Corporate life is filled with complaints about how the technology we use is making life difficult and creates more work and enslaves us all. How many enraged colleagues are nearly ready to smash their laptop screens after the 19th call to a centralised help desk that just can’t help?
Whether the technology is for Recruitment, HR, or Finance, no one ever seems to understand why or how in the first place the product was ever implemented and bemoaning the clear lack of any transformation that these systems bring. If this technology rage was converted to rad rage our roads would be littered with deaths on a scale unimaginable.
Corporate technology companies sell the dream of business transformation and a nirvana, where everyone’s work in radically changed into meaningful, value adding work. Additionally, promise of being able reinvent the business with ‘Big Data’ is never far from the lips of those super smart technology salesmen who as the ink is drying on the contract disappear faster than a politicians promise.
A member of my team recently declared that she thought the search function in our Application Tracking System was ‘ Fantastic and this would be really good for everyone to use’… Pure genius you may think. The system has been implemented for over 7 years….. If the vision for using any technology product is to create nirvana, then we must question whether we are prepared to change ourselves and processes to make this happen?
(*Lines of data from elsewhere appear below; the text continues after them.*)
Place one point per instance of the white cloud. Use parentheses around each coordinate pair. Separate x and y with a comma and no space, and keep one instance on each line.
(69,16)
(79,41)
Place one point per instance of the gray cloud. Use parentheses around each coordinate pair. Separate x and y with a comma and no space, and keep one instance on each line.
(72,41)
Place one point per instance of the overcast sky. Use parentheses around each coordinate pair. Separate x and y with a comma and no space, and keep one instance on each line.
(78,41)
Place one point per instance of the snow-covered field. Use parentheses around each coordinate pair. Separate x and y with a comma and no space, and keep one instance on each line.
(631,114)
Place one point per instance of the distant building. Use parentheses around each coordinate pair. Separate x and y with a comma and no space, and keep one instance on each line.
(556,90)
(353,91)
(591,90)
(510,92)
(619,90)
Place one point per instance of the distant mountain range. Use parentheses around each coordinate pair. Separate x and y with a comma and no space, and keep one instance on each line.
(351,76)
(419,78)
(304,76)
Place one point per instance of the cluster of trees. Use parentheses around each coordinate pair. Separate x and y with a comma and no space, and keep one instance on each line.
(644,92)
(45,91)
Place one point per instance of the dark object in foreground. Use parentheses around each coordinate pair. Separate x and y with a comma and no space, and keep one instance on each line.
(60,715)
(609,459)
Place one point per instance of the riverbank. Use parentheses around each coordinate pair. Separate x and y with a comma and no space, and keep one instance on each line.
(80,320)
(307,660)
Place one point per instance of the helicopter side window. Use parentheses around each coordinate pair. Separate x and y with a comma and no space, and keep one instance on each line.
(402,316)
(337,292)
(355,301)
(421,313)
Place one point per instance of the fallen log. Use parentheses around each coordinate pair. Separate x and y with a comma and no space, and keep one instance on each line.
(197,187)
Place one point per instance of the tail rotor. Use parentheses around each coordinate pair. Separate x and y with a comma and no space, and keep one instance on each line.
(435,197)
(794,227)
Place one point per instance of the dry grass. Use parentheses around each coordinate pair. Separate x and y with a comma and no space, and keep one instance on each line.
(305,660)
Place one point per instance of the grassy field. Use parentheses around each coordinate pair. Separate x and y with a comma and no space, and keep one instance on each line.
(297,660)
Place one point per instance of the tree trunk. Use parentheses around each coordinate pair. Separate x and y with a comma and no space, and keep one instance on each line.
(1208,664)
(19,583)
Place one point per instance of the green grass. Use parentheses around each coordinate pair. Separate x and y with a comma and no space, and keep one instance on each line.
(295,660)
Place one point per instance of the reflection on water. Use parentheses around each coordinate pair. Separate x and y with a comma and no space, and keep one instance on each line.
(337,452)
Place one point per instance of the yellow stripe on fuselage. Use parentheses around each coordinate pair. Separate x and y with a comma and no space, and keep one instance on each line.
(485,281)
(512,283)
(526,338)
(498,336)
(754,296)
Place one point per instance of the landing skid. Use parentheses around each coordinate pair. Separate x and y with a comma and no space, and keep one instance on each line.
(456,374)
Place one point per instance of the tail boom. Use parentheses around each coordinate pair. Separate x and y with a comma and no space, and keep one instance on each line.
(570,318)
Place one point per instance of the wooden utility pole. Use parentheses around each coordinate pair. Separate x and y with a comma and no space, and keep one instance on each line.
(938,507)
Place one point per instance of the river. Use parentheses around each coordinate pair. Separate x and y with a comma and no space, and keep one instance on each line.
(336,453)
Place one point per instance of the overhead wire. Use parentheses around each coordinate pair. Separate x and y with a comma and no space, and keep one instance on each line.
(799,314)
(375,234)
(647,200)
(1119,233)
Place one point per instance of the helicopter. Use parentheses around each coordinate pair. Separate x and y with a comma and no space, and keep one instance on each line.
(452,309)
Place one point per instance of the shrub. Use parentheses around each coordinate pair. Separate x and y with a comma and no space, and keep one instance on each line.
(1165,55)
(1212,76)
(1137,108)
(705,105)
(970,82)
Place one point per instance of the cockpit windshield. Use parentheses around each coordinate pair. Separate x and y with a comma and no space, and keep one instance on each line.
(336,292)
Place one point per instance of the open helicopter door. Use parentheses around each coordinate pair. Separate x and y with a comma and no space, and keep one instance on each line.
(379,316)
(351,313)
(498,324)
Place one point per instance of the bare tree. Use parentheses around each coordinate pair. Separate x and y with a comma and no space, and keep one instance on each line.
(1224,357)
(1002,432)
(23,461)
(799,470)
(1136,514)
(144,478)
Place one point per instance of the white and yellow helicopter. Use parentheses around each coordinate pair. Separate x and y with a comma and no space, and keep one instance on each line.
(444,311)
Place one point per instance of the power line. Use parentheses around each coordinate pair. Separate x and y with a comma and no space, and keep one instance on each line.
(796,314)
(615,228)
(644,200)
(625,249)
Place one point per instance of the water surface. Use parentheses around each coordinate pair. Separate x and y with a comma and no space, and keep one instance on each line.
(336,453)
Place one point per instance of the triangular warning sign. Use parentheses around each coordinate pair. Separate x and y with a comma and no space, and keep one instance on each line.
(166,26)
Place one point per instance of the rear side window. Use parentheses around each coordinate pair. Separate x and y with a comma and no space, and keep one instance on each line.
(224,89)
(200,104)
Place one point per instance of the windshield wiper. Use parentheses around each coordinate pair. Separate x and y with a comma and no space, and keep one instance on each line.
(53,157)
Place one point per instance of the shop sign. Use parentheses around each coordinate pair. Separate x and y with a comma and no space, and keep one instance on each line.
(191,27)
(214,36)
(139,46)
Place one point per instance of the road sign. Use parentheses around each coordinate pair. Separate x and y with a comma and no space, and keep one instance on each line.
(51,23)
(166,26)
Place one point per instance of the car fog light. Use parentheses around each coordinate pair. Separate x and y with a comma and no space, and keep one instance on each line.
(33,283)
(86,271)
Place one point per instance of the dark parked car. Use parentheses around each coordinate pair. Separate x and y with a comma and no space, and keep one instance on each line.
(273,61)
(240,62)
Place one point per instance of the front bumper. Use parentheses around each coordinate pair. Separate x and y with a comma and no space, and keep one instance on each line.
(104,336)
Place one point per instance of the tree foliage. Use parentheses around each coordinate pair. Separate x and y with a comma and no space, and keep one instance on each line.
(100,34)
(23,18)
Having been responsible for implementing systems and being on the receiving end of poor implementations, I have several views that are worth discussing and by no means does the fault always sit with one party and I think there valuable issues to debate and learn from.
I’ll begin with the client organisation. It is imperative that the scope/brief is clearly articulated and defined before any selection begins. SO many projects fail this hurdle. It might sound, to quote Basil Fawlty, as ‘ the bleedin’ obvious’ but it is critical.
Leadership has a role in this as well to inspire the end users of the case for change or disruption. How many projects fail because the decision to transform has been made at the top of the organisation with little or no consultation for the actual users. I am sure we have all been guilty at some point. Why not allow some of the users to be involved in the selection process? After all it is they who will have to manage and run processes on a day to day basis.
Change management is an element that is often overlooked or misunderstood. Successful technology implementations I have been a part of, have invested time, effort and money in understanding this essential element. Being mindful that not everyone will like, accept or be capable to deal with the change. It is essential these people are treated with dignity and either redeployed or exited. Harsh as this may sound, changed processes may means new ways of working that not everyone can accept.
When it comes to technology companies, the focus, it seems is always on the product and not the change required. Super slick salespeople are more interested in ‘Wowing’ us with the technology than helping us clients understand the true implications of the change we are embarking on. I encourage these organisation to think differently about how salespeople are rewarded. Might paying bonuses when the project is implemented to the satisfaction of the customer, instill some ownership and responsibility to develop a trusted partnership rather than throw the problem over the fence?
Maybe this change in approach from both sides of the game, might help us to truly inhabit the nirvana of where technology really does transform our world of work, rather than consign us to being constant grumblers?